Publié le par Le collectif

                       La direction des Politiques Familiales et Sociales a envoyé maternelle.JPGle 29 septembre 2010, une lettre circulaire aux directeurs des caisses d’Allocations Familiales, leur demandant de mettre en œuvre : «  les services d’accueil des enfants de moins de 6 ans », autrement dit les jardins dits d’éveil, « solution nouvelle (et payante) proposée aux familles pour améliorer la conciliation entre leur vie familiale et leur vie professionnelle » !

Même si ce texte prend la précaution de signaler « qu’ils n’ont pas vocation à se substituer à l’école maternelle », nous pensons, qu’en fait, c’est tout comme, puisque : «  ils s’inscrivent dans une continuité de l’accueil depuis la naissance jusqu’à la scolarisation », le décret n° 2010-613 du 7 juin 2010 précise même que : «  cet établissement accueille des enfants de 2 ans ou plus en vue de faciliter leur intégration dans l’enseignement du premier degré ». Cette précision est de taille au cas où nous n’aurions pas compris ! Et pour enfoncer le clou : «  l’offre d’accueil proposée doit s’appuyer sur une ouverture annuelle et journalière conséquente supérieure à celle offerte par l’école maternelle ».
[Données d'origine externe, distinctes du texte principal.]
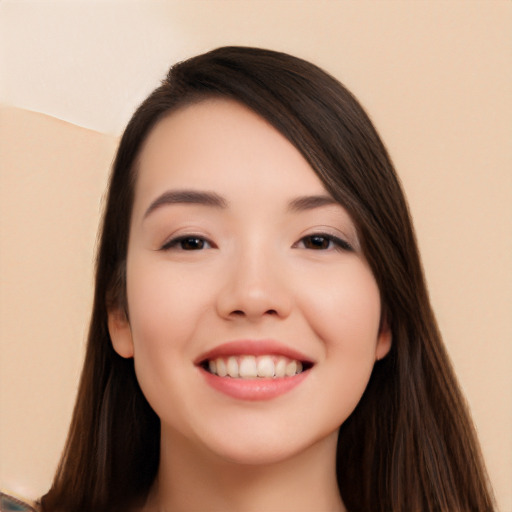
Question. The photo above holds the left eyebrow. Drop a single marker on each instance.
(305, 203)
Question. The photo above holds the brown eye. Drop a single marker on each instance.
(317, 242)
(192, 244)
(323, 242)
(187, 243)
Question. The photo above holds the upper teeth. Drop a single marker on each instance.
(250, 367)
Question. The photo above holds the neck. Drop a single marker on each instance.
(190, 479)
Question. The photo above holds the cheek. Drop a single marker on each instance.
(345, 315)
(164, 305)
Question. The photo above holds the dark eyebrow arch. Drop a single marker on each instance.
(301, 204)
(186, 197)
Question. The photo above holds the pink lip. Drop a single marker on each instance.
(252, 347)
(253, 389)
(258, 388)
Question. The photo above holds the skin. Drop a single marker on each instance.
(249, 270)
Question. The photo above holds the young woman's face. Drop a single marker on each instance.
(241, 269)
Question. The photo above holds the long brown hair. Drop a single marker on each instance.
(410, 444)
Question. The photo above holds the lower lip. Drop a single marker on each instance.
(253, 389)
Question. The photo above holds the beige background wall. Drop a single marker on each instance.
(435, 76)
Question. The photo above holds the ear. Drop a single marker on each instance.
(384, 340)
(120, 333)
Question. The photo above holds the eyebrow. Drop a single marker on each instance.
(186, 197)
(305, 203)
(212, 199)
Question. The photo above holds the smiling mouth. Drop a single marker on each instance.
(255, 367)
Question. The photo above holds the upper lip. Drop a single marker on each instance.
(252, 347)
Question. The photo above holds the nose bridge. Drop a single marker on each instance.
(255, 283)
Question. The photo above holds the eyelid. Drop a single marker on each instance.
(341, 243)
(174, 241)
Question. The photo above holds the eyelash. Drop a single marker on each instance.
(333, 243)
(176, 242)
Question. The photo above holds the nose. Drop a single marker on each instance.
(254, 288)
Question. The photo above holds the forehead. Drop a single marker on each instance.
(218, 142)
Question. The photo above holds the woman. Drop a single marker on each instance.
(261, 337)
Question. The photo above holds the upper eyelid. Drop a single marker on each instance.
(176, 239)
(341, 241)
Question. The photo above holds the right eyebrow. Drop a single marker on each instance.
(186, 197)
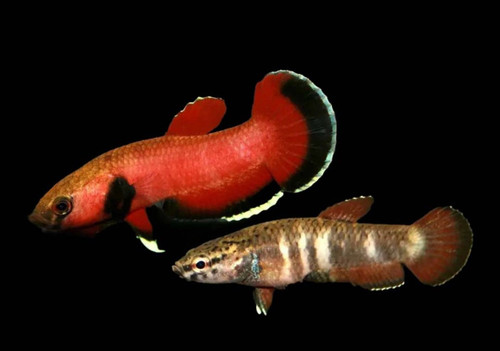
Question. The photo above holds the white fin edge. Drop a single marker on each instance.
(333, 121)
(256, 210)
(151, 245)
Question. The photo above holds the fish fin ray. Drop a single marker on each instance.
(198, 117)
(139, 221)
(373, 276)
(238, 202)
(441, 243)
(303, 125)
(349, 210)
(263, 297)
(151, 245)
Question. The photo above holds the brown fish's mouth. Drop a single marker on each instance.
(43, 223)
(178, 270)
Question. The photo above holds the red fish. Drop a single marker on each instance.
(190, 173)
(333, 248)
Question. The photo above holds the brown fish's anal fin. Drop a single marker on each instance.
(349, 210)
(143, 229)
(263, 298)
(438, 245)
(373, 276)
(198, 117)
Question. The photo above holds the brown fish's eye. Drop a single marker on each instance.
(200, 264)
(62, 206)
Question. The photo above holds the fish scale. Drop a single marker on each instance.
(333, 248)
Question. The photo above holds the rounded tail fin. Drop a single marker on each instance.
(440, 244)
(302, 124)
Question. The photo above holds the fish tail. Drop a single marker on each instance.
(439, 245)
(301, 121)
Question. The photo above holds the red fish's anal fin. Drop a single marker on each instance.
(439, 245)
(198, 117)
(349, 210)
(249, 194)
(263, 298)
(141, 225)
(373, 276)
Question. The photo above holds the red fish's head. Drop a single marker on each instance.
(74, 205)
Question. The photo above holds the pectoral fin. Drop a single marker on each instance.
(143, 229)
(263, 298)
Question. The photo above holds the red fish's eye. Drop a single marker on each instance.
(62, 206)
(201, 263)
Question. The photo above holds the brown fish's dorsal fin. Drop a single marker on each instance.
(349, 210)
(198, 117)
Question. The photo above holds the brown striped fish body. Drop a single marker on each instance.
(333, 248)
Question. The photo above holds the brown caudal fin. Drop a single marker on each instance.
(349, 210)
(198, 117)
(439, 245)
(303, 128)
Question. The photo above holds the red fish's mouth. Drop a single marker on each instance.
(43, 223)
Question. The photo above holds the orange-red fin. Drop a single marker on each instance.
(263, 298)
(302, 128)
(142, 227)
(349, 210)
(198, 117)
(439, 245)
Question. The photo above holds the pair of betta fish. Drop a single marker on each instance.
(192, 173)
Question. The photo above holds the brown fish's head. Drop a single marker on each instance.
(74, 205)
(223, 260)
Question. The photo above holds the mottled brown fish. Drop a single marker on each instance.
(333, 248)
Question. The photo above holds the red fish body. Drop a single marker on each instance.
(333, 248)
(191, 173)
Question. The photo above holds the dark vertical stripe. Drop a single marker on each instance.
(312, 257)
(119, 198)
(294, 256)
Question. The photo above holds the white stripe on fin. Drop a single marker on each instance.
(331, 114)
(256, 210)
(151, 245)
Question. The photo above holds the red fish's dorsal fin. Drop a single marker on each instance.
(198, 117)
(349, 210)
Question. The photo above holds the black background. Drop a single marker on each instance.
(407, 134)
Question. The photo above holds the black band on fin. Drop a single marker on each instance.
(119, 198)
(311, 103)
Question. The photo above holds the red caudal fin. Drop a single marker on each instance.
(439, 245)
(303, 127)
C’en est trop, et le CNAFAL s’insurge contre ce nouveau dispositif  dont le but est bien de vider l’école maternelle, fleuron de notre système éducatif public, citée en exemple et copiée dans de nombreux pays, de sa substance sociale et éducative.

Les parents, qui, paieront ces structures, car « les financements de la branche Famille ne seront possibles que de 2 à 3 ans révolus et seront soumis à l’appréciation d’un jury national », n’auront même pas la garantie d’un encadrement de qualité, ni de compétences, puisque les règles d’encadrement  pourront être dérogées en fonction du nombre d’enfants accueillis.

C’est un nouveau coup porté au système public d’éducation dans le but de faire des économies sur le dos des familles les plus modestes qui n’auront d’autre choix que de se tourner vers ces structures, mais qui n’en peuvent plus de supporter les mauvais coups portés à leur budget déjà difficile.